Toutefois, l’histoire se répéta pour Carr à Los Angeles. Relégation au troisième ou quatrième trio, attentes déçues, blessures, etc. De plus, il y avait une grande animosité entre lui et son entraîneur, Bob Pulford. Pour sortir de cette situation fâcheuse, il eut recours à son agent, qui représentait également les Eagles. Celui-ci exigea alors aux Kings d’échanger Carr, sans quoi les Eagles ne joueraient plus au Forum d’Inglewood, en banlieue de L.A. C’est finalement le 1er novembre 1977 que Carr fut exaucé, alors qu’il fut échangé avec Dave «The Hammer» Schultz aux Penguins en retour de Syl Apps Jr. et du gendre de Bernard Geoffrion, Hartland Monahan.

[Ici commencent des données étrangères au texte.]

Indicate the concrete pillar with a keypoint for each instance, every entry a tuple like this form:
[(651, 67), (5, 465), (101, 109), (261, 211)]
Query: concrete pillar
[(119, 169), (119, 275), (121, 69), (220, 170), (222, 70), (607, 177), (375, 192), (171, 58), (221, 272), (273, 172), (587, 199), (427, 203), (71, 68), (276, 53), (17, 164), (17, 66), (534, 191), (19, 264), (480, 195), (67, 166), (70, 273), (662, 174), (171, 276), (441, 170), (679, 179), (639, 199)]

C’est finalement dans la ville de l’acier que Carr répondit quelque peu aux espoirs placés en lui, alors qu’il récolta 17 buts (en plus des deux qu’il avait marqué avec les Kings) et 37 passes pour 56 points. Voulant capitaliser sur ces bonnes statistiques finalement obtenues, lorsqu’il devint autonome à la fin de la saison, il signa un contrat de trois ans pour 300 000 $ (une très coquette somme à l’époque) avec les Flames d’Atlanta. Ce fut toutefois une grave erreur des Flames.
L’année débuta sur un autre accident de la route où il bousilla sa nouvelle Mercedes. Sur la glace, ses performances retournèrent au point de départ et l’usure des blessures continua à faire son œuvre. Il ne joua que 30 matchs avec les Flames et fut éventuellement assigné aux Oilers de Tulsa de la Ligue centrale.
À l’été 1979 eut lieu le repêchage d’expansion pour annexer les quatre clubs survivants de l’AMH. La LNH ne fit pas de cadeau à ces nouveaux venus et les conditions d’admission furent difficiles.
Parmi les joueurs à sélectionner, il y avait une grande quantité de mauvais contrats dont les équipes en place voulaient se débarrasser. Il y avait évidemment celui de Carr parmi ceux-ci. John Ferguson, alors directeur-gérant des Jets de Winnipeg, fut le dernier à parler. Pour ses deux dernières sélections, il se contenta de dire, plutôt dépité, qu’il prenait les deux derniers, sans même nommer Carr et Hilliard Graves, un joueur marginal des Canucks. Carr ne joua jamais avec les Jets, ni pour aucune autre équipe d’ailleurs.
En 465 matchs, il marqua 79 buts (24 % durant sa seule saison 1977-78) et amassa 136 passes, pour un total de 215 points.
Il retourna alors en Californie, où il travailla dans les studios hollywoodiens comme coordonnateur de transport pendant 24 ans. Toutefois, ses trois opérations au cou, six au dos, deux aux genoux et un remplacement d’une hanche laissèrent des traces et il dut se déplacer avec une canne, puis des béquilles et éventuellement un fauteuil roulant. Il put toutefois bénéficier d’un traitement expérimental aux cellules souches en 2015 pour l’aider un peu.
Après avoir finalement pris sa retraite, il est décédé en décembre dernier, à l'âge de 72 ans, des complications d'une opération au dos.
Sources :
"Sam’s shrewdness, Ruel lore’s pay off" de Pat Curran, June 11, 1971, Montreal Gazette, pages 17, 20,
"Four Rangers traded for three Blues", AP, November 16, 1971, Montreal Gazette, page 13,
"Grundman sert les ouïes à Marcel Aubut" de Claude Larochelle, 14 juin 1979, Le Soleil, pC2,
"Former NHLer Gene Carr and other ex-athletes offered a clean bill of hope" d’Allan Maki, November 6, 2015, The Globe and Mail (globeandmail.com),
"The new kid in town is back" de Charlie Hodge, June 10, 2017, Kelowna Capital News (kelownacapnews.com),
"Carr dies at 72, played 465 NHL games for 5 teams", December 14, 2023 (nhl.com),
hockeydraftcentral.com, wikipedia.org.
Probablement un mélange de malchance et de mauvaise éthique de travail, voire pas d'éthique du tout, ce qui dans ces années-là voulait dire "combien de bières tu peux prendre et combien d'heures de sommeil tu peux couper sans que ça paraisse sur la glace". C'est ce qui faisait la qualité d'un bon joueur. Mais Carr n'avait pas la résistance physique pour faire la grosse vie et l'aura fait quand même. Merci pour cet article.